Ria ist sehr überlegt - nicht umsonst ist sie die siebtplazierte in der Rangliste der Akademie, ein Garant für eine spätere Spitzenposition in der Regierung. Ria steht über den Dingen, ist oftmals sehr nüchtern, und obwohl mir diese Charakterzüge selbst nicht ganz unbekannt sind, habe ich ein paar Kapitel gebraucht, um mit ihr warm zu werden.

Aber dann liefs wie am Schnürchen und hat gar nicht mehr aufgehört. Bis zur letzten Seite, die viel zu schnell kam, habe ich an jedem Satz gehangen und wollte nicht loslassen.
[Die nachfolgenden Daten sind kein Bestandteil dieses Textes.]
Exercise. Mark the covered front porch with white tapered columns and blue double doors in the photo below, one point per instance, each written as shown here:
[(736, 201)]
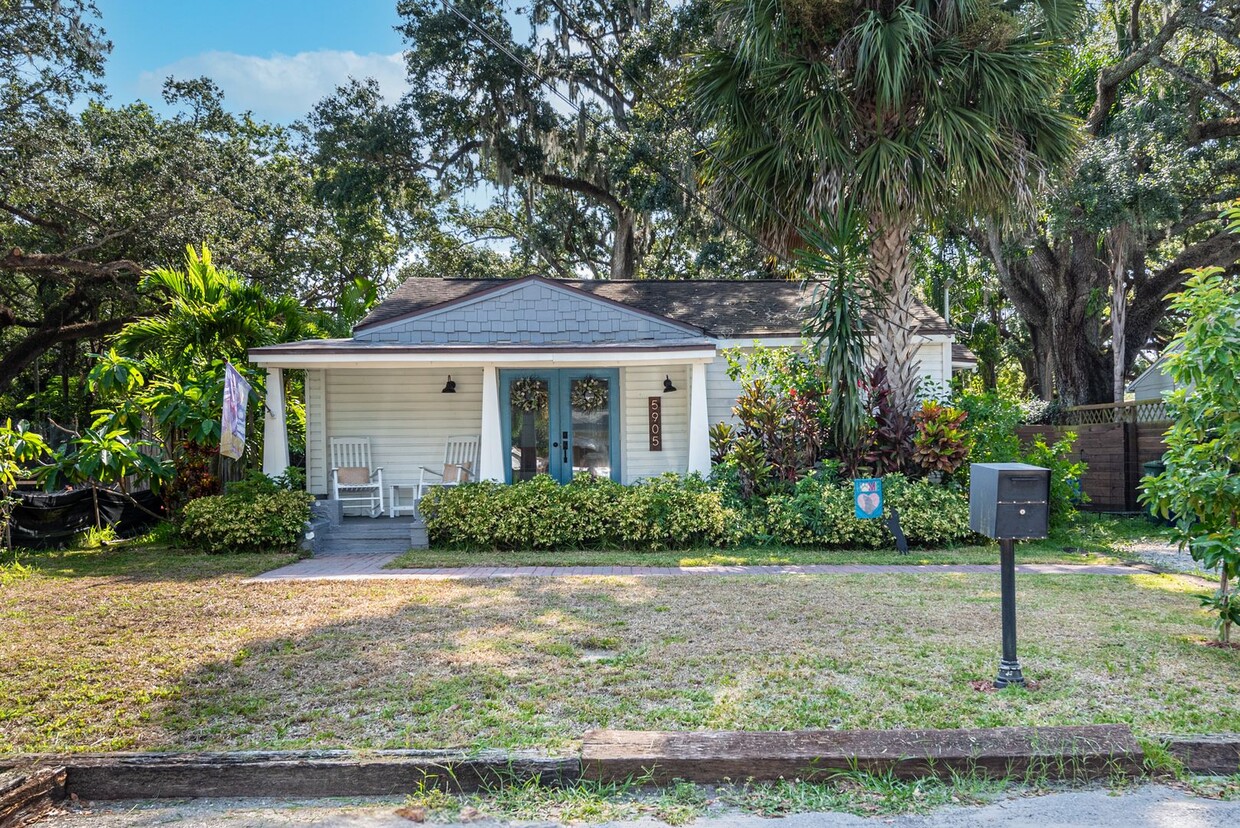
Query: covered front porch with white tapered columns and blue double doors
[(621, 412)]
Während für Ria immerzu alles verstrickter wird und sich ihr und dem Leser ständig neue Wahrheiten und Unwahrheiten offenbaren, steht jeder Charakter unter seinem ganz eigenen Druckpolster.
Rias besonderer Blick auf die Welt, ihre durch jahrelange Rhetorik- und Diskussionsübungen geschärfte Menschenwahrnehmung, verleiht dem Buch einen detailreichen und doch pfiffigen Schliff. Ich fand es unglaublich spannend, zu beobachten, wie Ria in gedankenlosen Gesten und unbewusten Tonlagen liest wie in einem offenen Buch.

"Die Verratenen" ist schlussendlich nicht nur für Ria und ihre Freunde eine emotionale und physisch anstrengende Achterbahnfahrt, der Leser ist genauso mitgenommen und muss am Ende erst mal durchatmen.
Was uns im zweiten Teil erwarten wird, ist wohl im Groben abzusehen - Ursula Poznanski hält sich an die Spielregeln der Dystopie. ABER: Es sind die kleinen Dinge, die ein Buch besonders machen. Und davon hat "Die Verratenen" (und mit Sicherheit auch die beiden Nachfolger) einiges zu bieten. Wer sich das aus Dystopie-Verdruss entgehen lässt, hat hoffentlich eine richtig gute Ausrede parat.